I will use Scikit-Learn throughout the project for both data preprocessing and model construction. First, I will apply StandardScaler to normalize all 30 numerical features so that measurements such as radius, area, and concavity are placed on comparable scales. The scaler will be fit only on the training data to prevent data leakage and then applied to the validation and test sets. For modeling, I will implement Logistic Regression as an interpretable baseline, KNN to capture local neighborhood patterns, and a Decision Tree to learn non-linear decision boundaries. I will also combine these models using a Majority Voting Ensemble to improve overall prediction stability. All models will be trained and evaluated using the same train/validation/test split in Scikit-Learn, and performance will be measured using accuracy, precision, recall, F1-score, ROC curves, and confusion matrices to ensure fair and consistent comparison across approaches. The best model will be selected based on validation and test performance and will be used for further analysis and visualization.
- Collect dataset
- Perform exploratory data analysis
- Split data into train/test/validation sets
- Handle missing values and outliers
- Implement machine learning models (CNN for image data, traditional ML for numerical data)
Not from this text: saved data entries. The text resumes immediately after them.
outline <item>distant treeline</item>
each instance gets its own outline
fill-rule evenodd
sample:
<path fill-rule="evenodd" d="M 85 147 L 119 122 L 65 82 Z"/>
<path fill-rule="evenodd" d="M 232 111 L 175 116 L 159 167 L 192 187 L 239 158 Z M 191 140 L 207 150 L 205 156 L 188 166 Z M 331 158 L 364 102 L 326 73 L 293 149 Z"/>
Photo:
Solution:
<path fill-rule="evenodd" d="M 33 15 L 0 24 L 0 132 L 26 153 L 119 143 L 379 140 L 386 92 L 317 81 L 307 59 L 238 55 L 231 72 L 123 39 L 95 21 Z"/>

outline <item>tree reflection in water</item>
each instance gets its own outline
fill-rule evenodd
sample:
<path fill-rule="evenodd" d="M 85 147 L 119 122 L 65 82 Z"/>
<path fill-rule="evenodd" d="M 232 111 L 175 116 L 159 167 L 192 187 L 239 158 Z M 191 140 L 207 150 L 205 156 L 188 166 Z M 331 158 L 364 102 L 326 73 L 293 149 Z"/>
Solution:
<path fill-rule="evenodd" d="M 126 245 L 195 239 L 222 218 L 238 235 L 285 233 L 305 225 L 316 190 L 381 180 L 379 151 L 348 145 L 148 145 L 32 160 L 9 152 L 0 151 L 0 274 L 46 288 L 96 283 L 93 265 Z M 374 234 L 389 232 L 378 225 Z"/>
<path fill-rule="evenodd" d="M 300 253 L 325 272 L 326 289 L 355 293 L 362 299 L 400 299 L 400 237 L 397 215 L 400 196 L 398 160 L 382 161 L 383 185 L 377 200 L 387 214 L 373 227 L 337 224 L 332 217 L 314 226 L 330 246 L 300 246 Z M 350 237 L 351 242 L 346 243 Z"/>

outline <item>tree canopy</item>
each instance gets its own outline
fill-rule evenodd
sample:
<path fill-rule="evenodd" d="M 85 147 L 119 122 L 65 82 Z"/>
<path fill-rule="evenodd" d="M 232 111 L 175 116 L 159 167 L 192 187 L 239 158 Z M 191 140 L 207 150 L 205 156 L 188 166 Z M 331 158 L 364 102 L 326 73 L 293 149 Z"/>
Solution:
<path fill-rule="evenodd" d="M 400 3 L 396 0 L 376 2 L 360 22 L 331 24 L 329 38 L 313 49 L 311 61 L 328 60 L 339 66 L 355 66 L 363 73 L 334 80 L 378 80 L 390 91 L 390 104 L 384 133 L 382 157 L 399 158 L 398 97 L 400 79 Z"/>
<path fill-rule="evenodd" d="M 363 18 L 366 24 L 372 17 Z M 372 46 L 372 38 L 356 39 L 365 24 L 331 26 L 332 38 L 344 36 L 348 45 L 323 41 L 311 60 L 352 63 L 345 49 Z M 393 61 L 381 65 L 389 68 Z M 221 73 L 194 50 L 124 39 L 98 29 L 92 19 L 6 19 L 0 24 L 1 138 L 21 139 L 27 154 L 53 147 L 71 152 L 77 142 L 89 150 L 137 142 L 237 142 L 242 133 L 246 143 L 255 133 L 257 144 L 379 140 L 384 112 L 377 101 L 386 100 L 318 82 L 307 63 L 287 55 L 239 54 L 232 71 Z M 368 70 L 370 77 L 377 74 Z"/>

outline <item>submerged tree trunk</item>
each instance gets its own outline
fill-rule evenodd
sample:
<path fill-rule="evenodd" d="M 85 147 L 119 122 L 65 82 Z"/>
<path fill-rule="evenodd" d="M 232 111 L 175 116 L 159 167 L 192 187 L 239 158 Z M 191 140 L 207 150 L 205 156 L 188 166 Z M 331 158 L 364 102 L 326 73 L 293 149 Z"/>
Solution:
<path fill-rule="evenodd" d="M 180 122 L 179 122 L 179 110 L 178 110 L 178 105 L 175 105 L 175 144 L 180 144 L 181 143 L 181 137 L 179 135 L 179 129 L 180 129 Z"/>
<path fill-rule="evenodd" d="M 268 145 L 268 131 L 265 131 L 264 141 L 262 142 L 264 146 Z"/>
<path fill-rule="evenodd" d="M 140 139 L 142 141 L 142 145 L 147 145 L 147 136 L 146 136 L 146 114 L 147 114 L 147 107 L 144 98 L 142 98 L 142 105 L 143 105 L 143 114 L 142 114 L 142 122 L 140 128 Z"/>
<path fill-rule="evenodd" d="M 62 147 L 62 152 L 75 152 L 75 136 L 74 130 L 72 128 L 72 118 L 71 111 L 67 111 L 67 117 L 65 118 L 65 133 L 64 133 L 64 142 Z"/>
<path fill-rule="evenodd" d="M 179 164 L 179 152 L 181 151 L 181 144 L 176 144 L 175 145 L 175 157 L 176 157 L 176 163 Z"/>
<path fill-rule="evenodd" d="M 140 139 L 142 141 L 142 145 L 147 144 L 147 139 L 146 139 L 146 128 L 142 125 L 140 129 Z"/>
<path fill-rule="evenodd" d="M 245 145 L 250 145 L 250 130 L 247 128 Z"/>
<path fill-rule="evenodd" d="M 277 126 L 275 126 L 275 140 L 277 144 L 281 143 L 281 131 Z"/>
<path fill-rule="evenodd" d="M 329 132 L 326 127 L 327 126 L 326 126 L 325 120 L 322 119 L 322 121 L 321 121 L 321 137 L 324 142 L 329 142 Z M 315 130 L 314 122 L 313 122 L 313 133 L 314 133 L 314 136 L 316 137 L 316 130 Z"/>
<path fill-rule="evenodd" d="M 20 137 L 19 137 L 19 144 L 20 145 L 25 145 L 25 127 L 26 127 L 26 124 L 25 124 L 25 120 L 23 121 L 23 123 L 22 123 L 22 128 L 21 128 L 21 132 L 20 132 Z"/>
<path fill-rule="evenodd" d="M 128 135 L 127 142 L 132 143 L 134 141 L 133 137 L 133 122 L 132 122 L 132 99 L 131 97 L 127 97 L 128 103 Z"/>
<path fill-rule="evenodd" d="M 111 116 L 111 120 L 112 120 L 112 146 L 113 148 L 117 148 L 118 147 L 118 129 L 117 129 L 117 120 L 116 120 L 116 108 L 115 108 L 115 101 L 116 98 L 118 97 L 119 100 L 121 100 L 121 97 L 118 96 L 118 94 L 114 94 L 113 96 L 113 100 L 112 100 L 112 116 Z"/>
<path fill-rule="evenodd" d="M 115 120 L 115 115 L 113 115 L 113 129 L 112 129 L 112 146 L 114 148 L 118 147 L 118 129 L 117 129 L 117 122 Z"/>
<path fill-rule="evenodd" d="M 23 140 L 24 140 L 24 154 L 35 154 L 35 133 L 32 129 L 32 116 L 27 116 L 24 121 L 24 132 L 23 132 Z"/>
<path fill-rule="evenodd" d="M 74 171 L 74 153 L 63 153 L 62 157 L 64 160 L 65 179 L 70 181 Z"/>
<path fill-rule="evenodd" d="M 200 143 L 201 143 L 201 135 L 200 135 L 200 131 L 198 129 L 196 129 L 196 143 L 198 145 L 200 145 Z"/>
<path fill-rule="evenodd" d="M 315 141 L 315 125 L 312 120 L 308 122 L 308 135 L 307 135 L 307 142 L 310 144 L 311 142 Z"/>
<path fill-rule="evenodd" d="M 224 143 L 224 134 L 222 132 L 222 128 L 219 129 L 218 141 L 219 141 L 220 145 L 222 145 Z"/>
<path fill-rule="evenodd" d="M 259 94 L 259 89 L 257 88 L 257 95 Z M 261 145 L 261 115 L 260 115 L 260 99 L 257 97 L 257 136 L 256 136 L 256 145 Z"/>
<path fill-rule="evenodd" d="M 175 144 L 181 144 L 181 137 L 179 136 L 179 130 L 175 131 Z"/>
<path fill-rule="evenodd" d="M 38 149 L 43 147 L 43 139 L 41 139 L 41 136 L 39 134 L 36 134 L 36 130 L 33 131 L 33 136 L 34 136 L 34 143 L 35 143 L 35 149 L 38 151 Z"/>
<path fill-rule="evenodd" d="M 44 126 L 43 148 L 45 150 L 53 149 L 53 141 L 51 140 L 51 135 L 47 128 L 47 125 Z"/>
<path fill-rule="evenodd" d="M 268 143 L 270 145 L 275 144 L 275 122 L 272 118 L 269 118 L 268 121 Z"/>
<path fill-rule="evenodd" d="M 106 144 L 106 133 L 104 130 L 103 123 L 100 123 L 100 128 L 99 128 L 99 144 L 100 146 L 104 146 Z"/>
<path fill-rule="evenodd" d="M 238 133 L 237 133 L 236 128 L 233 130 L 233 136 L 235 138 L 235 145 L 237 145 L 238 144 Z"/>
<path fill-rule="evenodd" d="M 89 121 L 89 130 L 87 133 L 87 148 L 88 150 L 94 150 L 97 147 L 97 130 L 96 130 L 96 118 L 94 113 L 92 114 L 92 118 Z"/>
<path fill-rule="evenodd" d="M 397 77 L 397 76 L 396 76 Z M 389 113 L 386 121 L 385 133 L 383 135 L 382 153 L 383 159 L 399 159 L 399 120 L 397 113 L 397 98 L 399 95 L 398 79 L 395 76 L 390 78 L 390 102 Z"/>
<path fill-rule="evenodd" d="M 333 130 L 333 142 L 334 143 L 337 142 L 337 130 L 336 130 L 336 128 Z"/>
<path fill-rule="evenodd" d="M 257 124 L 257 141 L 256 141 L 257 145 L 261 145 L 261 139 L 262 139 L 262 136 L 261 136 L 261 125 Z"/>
- Design and build CNN architecture for image classification
- Train models with appropriate data preprocessing
- Perform hyperparameter tuning for each model
- Compare model performance using appropriate metrics
- Analyze feature importance
- Create visualizations for model comparison
- Document findings and recommendations
- Finalize model selection
- Create comprehensive documentation
- Prepare presentation materials
- Submit final project deliverables
Projects/
├── README.md
├── .gitignore
├── LICENSE
├── data/
│ ├── Dataset_BUSI_with_GT/
│ ├── train/
│ ├── test/
│ ├── validate/
│ ├── test_split.csv
│ ├── train_split.csv
│ ├── validate_split.csv
└── └── scaler.pkl
├── notebooks/
│ ├── analysis_and_visualization.ipynb
│ ├── msb_data_preprocessing.ipynb
│ ├── msb_model_construction.ipynb
│ ├── tnz_data_preprocessing.ipynb
│ ├── tnz_model_construction.ipynb
└── └── wdbc.data
- Python 3.8+
- Jupyter Notebook
- Required Python packages (see requirements.txt)
- Clone the repository
- Install required packages:
pip install -r requirements.txt - Run the notebooks in sequence
- A comparative analysis of machine learning models for breast cancer classification (CNN for image data and traditional ML for numerical data)
- Identification of the most important features and visual patterns for tumor classification
- A robust classification system with documented performance metrics
- Insights into early-stage cancer detection factors
This is a collaborative project between May Sabai and Thel Nu Zaw. Each author is responsible for their respective data collection and model development components.
This project is licensed under the SJSU CS171 License - see the LICENSE file for details.